Other Computer Science 22 JAN, 2012

The decomposition of the regular asynchronous systems as parallel connection of regular asynchronous systems

The decomposition of the regular asynchronous systems as parallel connection of regular asynchronous systems

The asynchronous systems are the non-deterministic models of the asynchronous circuits from the digital electrical engineering, where non-determinism is a consequence of the fact that modelling is made in the presence of unknown and variable parameters. Such a system is a multi-valued function f that assigns to an (admissible) input u:R{\to}{0,1}^{m} a set f(u) of (possible) states x:R{\to}{0,1}^{n}. When this assignment is defined by making use of a so-called generator function {\Phi}:{0,1}^{n}{\times}{0,1}^{m}{\to}{0,1}^{n}, then the asynchronous system f is called regular. The generator function {\Phi} acts in this asynchronous framework similarly with the next state function from a synchronous framework. The parallel connection of the asynchronous systems f’ and f" is the asynchronous system (f’||f")(u)=f’(u){\times}f"(u). The purpose of the paper is to give the circumstances under which a regular asynchronous system f may be written as a parallel connection of regular asynchronous systems.

💡 Research Summary

The paper investigates the mathematical foundations of regular asynchronous systems—non‑deterministic models that capture the behavior of asynchronous digital circuits under unknown or variable physical parameters. An asynchronous system is formalized as a multi‑valued mapping f that assigns to each admissible input signal u (a function u:ℝ→{0,1}ᵐ) a set of possible state trajectories x (a function x:ℝ→{0,1}ⁿ). When the assignment is generated by a deterministic “generator” function Φ:{0,1}ⁿ×{0,1}ᵐ→{0,1}ⁿ, the system is called regular. The generator function plays the same role as the next‑state function in synchronous design, but because transitions occur asynchronously, the exact timing of state updates is not fixed, leading to a set of admissible trajectories rather than a single trajectory.

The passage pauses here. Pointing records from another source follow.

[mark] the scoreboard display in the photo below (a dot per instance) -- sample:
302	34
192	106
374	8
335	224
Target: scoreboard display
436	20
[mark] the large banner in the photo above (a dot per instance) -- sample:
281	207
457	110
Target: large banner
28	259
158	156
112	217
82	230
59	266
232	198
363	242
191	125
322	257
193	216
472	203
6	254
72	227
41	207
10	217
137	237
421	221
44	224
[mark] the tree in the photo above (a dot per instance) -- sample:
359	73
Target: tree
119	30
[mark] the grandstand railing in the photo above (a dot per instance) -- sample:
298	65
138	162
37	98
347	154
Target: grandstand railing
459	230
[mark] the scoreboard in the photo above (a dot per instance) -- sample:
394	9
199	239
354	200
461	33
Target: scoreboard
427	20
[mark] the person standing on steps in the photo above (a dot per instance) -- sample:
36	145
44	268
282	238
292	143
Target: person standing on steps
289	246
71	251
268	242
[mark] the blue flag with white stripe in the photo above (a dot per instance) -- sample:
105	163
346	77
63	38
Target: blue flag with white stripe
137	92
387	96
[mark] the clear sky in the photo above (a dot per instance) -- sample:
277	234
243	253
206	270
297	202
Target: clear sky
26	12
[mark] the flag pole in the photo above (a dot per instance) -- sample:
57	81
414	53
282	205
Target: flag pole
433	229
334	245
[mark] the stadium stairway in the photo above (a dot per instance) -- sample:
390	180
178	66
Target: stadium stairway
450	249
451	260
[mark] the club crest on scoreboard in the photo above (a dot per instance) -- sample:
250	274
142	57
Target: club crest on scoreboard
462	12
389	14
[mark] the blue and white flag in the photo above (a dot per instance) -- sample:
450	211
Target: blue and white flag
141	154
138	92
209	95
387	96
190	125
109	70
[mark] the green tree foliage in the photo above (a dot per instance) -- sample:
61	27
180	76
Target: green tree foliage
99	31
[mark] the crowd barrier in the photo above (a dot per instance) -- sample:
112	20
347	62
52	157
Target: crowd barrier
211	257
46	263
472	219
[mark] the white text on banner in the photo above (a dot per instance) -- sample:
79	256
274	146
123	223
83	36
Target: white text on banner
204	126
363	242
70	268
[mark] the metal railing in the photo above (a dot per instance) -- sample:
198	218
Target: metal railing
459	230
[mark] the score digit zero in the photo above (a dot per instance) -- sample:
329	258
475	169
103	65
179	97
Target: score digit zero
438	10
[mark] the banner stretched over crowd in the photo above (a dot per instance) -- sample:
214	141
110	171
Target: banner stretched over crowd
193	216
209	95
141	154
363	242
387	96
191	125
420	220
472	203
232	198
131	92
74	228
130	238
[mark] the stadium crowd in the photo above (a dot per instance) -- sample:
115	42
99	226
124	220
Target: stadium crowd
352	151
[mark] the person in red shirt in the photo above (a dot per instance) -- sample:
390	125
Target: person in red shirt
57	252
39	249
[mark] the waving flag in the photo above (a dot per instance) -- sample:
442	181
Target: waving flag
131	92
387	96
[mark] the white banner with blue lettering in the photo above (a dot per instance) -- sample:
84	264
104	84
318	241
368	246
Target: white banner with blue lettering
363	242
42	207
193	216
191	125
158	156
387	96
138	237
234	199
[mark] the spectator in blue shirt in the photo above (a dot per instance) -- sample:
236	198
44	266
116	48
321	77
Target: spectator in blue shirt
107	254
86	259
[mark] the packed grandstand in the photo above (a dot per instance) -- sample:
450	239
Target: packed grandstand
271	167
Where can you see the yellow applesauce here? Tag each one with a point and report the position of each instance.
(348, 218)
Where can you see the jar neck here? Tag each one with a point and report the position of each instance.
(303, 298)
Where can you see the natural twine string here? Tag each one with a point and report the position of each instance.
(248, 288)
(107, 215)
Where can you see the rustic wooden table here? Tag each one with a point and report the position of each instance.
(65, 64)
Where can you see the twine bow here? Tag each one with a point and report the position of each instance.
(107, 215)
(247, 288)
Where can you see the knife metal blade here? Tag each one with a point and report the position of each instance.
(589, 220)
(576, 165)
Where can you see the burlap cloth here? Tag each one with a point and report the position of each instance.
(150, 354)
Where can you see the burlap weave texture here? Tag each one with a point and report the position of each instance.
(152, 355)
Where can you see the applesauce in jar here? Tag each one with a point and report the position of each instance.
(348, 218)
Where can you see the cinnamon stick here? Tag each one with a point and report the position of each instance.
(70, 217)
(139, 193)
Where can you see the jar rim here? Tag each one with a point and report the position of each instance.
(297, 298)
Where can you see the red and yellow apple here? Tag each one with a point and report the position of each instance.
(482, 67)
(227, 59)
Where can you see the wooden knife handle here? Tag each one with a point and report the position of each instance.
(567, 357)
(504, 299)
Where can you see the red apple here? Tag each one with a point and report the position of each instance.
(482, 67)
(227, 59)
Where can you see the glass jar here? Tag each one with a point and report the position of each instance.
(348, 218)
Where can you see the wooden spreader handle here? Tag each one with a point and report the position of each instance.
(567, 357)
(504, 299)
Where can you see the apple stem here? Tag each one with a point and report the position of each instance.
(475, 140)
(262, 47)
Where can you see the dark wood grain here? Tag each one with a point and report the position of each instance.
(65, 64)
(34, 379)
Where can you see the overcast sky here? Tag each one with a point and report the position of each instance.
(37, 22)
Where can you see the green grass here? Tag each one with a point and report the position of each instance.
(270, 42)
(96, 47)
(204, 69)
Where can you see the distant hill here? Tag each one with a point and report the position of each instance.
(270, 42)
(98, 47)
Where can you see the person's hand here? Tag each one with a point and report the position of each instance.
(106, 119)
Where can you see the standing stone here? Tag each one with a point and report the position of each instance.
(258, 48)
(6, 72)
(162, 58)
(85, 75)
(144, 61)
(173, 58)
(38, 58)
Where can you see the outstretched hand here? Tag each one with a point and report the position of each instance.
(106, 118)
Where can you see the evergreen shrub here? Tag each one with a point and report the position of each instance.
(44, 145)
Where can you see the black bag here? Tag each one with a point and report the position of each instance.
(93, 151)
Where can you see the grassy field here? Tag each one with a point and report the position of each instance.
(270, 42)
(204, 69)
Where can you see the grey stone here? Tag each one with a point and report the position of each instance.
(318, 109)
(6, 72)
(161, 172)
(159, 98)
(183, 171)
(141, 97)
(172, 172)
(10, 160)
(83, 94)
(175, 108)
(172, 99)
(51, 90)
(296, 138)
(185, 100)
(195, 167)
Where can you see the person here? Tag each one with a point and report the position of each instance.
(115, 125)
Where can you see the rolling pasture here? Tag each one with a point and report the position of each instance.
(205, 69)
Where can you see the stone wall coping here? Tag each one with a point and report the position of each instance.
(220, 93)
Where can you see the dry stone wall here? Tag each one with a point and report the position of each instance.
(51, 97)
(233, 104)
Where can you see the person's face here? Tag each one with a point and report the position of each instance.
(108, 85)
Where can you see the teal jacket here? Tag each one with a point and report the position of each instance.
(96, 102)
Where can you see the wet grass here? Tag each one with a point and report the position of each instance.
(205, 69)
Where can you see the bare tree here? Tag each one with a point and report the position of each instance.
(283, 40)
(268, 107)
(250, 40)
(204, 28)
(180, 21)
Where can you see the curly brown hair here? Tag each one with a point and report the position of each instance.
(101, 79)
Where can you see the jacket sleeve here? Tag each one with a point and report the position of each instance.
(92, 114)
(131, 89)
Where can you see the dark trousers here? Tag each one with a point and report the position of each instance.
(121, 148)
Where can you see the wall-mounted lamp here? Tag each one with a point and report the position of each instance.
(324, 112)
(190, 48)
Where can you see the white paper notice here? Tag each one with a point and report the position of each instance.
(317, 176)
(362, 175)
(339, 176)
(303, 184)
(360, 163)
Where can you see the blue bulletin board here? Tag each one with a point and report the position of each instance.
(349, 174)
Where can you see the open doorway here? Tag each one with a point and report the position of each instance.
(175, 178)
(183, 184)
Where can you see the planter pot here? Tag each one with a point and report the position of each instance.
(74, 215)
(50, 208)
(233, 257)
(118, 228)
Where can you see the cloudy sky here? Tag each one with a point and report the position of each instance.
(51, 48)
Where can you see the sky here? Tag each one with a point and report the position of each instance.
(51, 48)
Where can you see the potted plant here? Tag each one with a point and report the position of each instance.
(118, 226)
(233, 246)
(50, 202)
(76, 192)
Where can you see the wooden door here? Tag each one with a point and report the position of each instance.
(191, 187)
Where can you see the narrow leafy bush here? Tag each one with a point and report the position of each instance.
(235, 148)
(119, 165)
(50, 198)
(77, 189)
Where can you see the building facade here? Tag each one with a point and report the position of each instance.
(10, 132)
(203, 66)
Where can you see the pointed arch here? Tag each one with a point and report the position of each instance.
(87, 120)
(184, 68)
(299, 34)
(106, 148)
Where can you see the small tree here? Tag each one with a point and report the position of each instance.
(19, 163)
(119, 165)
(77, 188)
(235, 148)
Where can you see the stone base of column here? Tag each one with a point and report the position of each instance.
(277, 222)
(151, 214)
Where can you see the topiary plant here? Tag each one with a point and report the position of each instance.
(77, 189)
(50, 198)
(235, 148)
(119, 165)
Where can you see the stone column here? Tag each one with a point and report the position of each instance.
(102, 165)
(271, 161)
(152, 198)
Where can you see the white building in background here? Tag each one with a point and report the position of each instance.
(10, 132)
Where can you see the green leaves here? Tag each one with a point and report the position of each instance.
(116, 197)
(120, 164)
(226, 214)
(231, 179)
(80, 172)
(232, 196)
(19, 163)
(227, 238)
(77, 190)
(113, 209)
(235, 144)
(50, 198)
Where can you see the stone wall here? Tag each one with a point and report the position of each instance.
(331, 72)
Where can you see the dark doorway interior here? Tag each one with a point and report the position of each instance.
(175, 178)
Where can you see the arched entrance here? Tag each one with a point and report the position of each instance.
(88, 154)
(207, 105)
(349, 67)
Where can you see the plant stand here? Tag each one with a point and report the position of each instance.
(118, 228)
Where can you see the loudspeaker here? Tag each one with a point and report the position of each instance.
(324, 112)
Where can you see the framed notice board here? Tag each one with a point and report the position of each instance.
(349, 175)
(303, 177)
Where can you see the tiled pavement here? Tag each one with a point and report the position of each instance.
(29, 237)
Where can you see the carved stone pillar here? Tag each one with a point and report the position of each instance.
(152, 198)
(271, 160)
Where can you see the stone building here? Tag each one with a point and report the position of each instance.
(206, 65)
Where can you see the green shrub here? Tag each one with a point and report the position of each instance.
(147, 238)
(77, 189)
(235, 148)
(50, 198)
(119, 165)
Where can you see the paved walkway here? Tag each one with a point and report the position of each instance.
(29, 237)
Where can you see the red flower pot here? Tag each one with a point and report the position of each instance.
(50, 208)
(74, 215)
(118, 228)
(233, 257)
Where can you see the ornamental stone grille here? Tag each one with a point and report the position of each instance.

The central question addressed is under what circumstances a regular system f can be expressed as the parallel connection of two (or more) regular subsystems f′ and f″. The parallel connection is defined pointwise by (f′‖f″)(u)=f′(u)×f″(u), where “×” denotes the Cartesian product of the state sets; both subsystems receive the same input u but evolve independently. The authors show that the necessary and sufficient condition for such a decomposition is a structural property of the generator function Φ: it must be block‑diagonal with respect to a partition of the state and input variables.

Formally, let the state index set N={1,…,n} be split into two disjoint subsets N′ and N″, and the input index set M={1,…,m} be split into M′ and M″. Write a state vector μ∈{0,1}ⁿ as μ=(μ′,μ″) and an input vector λ∈{0,1}ᵐ as λ=(λ′,λ″). The decomposition condition requires that for every (μ,λ),

 Φ(μ,λ) = (Φ′(μ′,λ′), Φ″(μ″,λ″)),

where Φ′:{0,1}^{|N′|}×{0,1}^{|M′|}→{0,1}^{|N′|} and Φ″:{0,1}^{|N″|}×{0,1}^{|M″|}→{0,1}^{|N″|} depend only on their respective subsets. In other words, the next‑state of the variables in N′ is completely independent of the variables in N″ and of the inputs in M″, and vice‑versa. The paper proves that this block‑diagonal form is both necessary (if a decomposition exists, the generator must separate the variables) and sufficient (if the generator separates the variables, one can define regular subsystems f′ and f″ with generators Φ′ and Φ″, and their parallel connection reproduces f exactly).

Beyond the structural condition, the authors examine the preservation of non‑determinism. Because each subsystem may have its own asynchronous timing uncertainties, the overall system’s set of admissible trajectories is the Cartesian product of the subsystems’ trajectory sets. Consequently, the decomposition does not collapse the inherent nondeterminism; it merely distributes it across independent modules.

The paper discusses several implications for asynchronous circuit design. First, modular decomposition simplifies verification: each module can be analyzed in isolation, reducing the state‑space explosion typical of global analysis. Second, hardware implementation can benefit from independent optimization of power, area, and delay for each module, since the lack of cross‑dependence eliminates timing constraints between them. Third, the result provides a theoretical justification for hierarchical design methodologies that are common in synchronous design but have been less formalized for asynchronous systems.

Finally, the authors outline future research directions, including extensions to more than two modules, handling of dynamic reconfiguration where the partition of variables may change over time, and incorporation of probabilistic models of delay to capture stochastic aspects of asynchronous behavior. The work thus bridges a gap between abstract algebraic models of asynchronous computation and practical engineering concerns, offering a clear criterion—block‑diagonal generator functions—for when a complex regular asynchronous system can be cleanly split into parallel, regular components.